En el libro "Colombia
país de regiones"
encontramos la información histórica.
Cordialmente,
***
Días merecidos.
Colombia país de regiones
Autor: CINEP; Colciencias. 1998
La Fiesta de Negros y Blancos que se celebra todos los años en Pasto y en las
principales ciudades nariñenses se remonta al año de 1607, cuando los negros
huidos de la población antioqueña de Remedios, indultados por Cédula Real,
siguieron hacia el sur. En Popayán se enteraron de lo sucedido en Remedios y los
esclavos en masa se presentaron a las autoridades coloniales para solicitar que
se les concediera un día totalmente libre de verdad, en recompensa por el
trabajo de doce meses. La solicitud fue a España y retornó con la declaratoria
del día 5 de enero, vísperas de los Reyes Magos, como el día de los negros.
En el día libre todos los negros del Gran Cauca se lanzaban a las calles,
revivían su música ancestral, vestían trajes de colorines y tiznaban a todos los
blancos que se encontraran en el camino.
“Todos se vuelven locos —dice en 1854 Cordovez Moure acerca del festejo en
Pasto— y las mujeres no reparan en medios para embadurnar a los hombres sin que
en aquellas bacanales se ofenda el pudor de nadie”. A finales del siglo pasado
los hacendados escogían los mejores caballos para el desfile en que competían
las cuadras de Pandiaco, el Potrerillo, la Josefina, Pucalpa, los Lirios.
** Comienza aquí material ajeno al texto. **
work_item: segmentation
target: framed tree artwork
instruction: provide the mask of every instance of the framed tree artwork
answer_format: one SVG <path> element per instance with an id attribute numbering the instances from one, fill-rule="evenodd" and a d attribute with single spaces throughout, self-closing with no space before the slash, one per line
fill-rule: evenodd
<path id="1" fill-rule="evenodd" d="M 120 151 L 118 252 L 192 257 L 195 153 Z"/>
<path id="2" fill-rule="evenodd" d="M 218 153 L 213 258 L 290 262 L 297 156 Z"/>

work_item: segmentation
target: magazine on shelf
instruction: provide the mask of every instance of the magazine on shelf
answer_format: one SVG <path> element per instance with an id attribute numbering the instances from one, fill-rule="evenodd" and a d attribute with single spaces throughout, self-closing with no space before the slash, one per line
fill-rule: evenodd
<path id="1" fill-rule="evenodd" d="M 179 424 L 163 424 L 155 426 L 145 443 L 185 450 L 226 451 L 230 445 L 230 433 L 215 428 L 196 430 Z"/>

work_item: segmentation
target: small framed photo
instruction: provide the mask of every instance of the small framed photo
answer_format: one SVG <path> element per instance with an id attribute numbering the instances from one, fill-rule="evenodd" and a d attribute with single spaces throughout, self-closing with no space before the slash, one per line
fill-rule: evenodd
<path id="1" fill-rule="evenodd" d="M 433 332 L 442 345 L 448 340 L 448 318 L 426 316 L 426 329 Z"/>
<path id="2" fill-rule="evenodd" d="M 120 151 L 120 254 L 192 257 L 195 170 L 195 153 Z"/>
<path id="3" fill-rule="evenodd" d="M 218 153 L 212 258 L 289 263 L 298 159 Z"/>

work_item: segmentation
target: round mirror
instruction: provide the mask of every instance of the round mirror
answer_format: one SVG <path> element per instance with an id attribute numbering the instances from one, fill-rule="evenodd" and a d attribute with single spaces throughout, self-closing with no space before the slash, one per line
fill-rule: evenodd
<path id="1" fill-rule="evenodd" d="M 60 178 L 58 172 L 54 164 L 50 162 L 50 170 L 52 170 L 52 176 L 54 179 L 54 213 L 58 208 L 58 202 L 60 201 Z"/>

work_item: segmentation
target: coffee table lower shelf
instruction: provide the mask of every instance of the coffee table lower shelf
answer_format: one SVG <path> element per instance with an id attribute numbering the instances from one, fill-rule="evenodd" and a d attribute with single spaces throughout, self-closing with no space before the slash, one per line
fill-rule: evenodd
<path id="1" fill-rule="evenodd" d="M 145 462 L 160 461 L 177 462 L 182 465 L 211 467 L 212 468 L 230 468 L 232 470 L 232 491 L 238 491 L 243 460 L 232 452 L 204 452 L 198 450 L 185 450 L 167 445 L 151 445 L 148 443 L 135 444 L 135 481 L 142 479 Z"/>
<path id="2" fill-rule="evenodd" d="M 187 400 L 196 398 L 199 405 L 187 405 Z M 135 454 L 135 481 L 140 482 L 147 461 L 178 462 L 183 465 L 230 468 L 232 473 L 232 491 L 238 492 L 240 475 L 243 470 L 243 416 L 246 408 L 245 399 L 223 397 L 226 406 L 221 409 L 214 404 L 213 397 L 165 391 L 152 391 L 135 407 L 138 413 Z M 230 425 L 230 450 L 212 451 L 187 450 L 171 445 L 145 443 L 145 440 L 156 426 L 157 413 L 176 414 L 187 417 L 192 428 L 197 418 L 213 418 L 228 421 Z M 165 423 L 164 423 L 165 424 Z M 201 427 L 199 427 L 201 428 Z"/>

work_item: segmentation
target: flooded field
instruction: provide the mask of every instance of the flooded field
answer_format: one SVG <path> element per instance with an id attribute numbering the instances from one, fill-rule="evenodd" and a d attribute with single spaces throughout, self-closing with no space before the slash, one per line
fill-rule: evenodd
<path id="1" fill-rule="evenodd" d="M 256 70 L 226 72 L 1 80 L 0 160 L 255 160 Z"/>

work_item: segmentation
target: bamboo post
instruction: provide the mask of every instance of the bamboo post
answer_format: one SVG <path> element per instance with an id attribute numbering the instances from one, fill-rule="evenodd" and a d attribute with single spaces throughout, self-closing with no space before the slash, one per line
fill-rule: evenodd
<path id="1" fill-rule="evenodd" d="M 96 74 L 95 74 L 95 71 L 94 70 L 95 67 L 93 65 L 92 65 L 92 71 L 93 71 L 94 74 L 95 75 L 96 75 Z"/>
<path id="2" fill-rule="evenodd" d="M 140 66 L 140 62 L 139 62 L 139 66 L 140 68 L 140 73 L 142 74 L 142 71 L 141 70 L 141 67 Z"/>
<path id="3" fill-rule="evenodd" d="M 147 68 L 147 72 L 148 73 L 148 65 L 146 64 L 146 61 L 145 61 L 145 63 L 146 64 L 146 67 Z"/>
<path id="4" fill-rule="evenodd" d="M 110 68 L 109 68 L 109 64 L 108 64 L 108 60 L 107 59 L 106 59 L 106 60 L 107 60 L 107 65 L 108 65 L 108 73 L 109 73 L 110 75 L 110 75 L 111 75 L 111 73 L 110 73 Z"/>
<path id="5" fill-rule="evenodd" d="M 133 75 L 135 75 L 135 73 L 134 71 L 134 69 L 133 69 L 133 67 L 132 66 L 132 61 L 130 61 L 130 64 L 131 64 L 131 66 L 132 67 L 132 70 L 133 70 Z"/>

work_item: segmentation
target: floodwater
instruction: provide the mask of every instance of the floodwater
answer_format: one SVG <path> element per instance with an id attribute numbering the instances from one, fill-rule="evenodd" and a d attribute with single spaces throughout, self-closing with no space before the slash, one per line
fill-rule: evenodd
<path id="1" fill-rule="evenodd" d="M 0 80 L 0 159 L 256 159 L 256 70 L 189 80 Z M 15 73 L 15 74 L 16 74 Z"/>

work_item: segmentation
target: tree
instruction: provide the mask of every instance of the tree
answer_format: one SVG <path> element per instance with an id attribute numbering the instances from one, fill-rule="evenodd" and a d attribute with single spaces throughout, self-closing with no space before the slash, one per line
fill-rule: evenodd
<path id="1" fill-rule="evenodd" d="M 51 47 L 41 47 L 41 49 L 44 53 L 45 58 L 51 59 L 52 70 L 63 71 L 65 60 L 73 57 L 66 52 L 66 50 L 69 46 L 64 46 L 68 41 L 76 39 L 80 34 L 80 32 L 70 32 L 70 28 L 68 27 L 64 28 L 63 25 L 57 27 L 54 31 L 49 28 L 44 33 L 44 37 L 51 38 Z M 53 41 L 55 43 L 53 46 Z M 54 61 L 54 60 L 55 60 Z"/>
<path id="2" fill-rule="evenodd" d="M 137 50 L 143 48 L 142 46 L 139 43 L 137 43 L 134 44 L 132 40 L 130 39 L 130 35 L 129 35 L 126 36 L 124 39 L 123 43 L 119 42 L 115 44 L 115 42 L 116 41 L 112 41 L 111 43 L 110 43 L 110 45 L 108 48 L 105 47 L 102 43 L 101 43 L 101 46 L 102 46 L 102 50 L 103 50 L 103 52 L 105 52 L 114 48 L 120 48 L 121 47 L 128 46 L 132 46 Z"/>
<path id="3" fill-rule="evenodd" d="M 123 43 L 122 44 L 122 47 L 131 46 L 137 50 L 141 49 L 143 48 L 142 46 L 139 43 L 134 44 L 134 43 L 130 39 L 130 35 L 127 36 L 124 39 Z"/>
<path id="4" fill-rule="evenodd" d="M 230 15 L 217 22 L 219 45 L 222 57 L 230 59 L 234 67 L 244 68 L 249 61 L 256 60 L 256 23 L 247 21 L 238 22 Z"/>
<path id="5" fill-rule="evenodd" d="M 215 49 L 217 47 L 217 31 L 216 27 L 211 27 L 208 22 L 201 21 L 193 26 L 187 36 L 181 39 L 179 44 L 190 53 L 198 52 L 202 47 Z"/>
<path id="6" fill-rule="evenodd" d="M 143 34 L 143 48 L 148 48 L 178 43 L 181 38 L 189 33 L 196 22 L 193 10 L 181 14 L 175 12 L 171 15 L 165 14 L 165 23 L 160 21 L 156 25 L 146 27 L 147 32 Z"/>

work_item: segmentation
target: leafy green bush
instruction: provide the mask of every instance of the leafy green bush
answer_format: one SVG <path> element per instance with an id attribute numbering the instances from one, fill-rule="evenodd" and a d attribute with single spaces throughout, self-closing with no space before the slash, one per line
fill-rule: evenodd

El día
cinco todos se tiznan de negro y el día seis de blanco, con polvos de talco.
Hasta los años veinte de la actual centuria se realizaba el corso de las flores,
actividad en la que los caballeros esparcían pétalos de flores a las damas
pastusas y obsequiaban ramilletes a la elegida.
Hoy por hoy el festejo se abre el día 4 con un desfile a pie con ancianos,
niños, jóvenes, caballos, burros, gallinas y carretas, acompañados por el cura,
el barbero, el boticario, el curandero y la banda de música. Son recibidos con
un discurso al que debe responder Papá Castañeda. Es un carnaval donde eligen
reina y hay un sinnúmero de bailes y diversiones. Resulta curioso que esta
fiesta se conserve en Pasto, donde precisamente la población negra no fue, como
sí en otras regiones del Gran Cauca, la predominante: en ocasiones, la ausencia
es quizás lo que permite que la expresión perdure.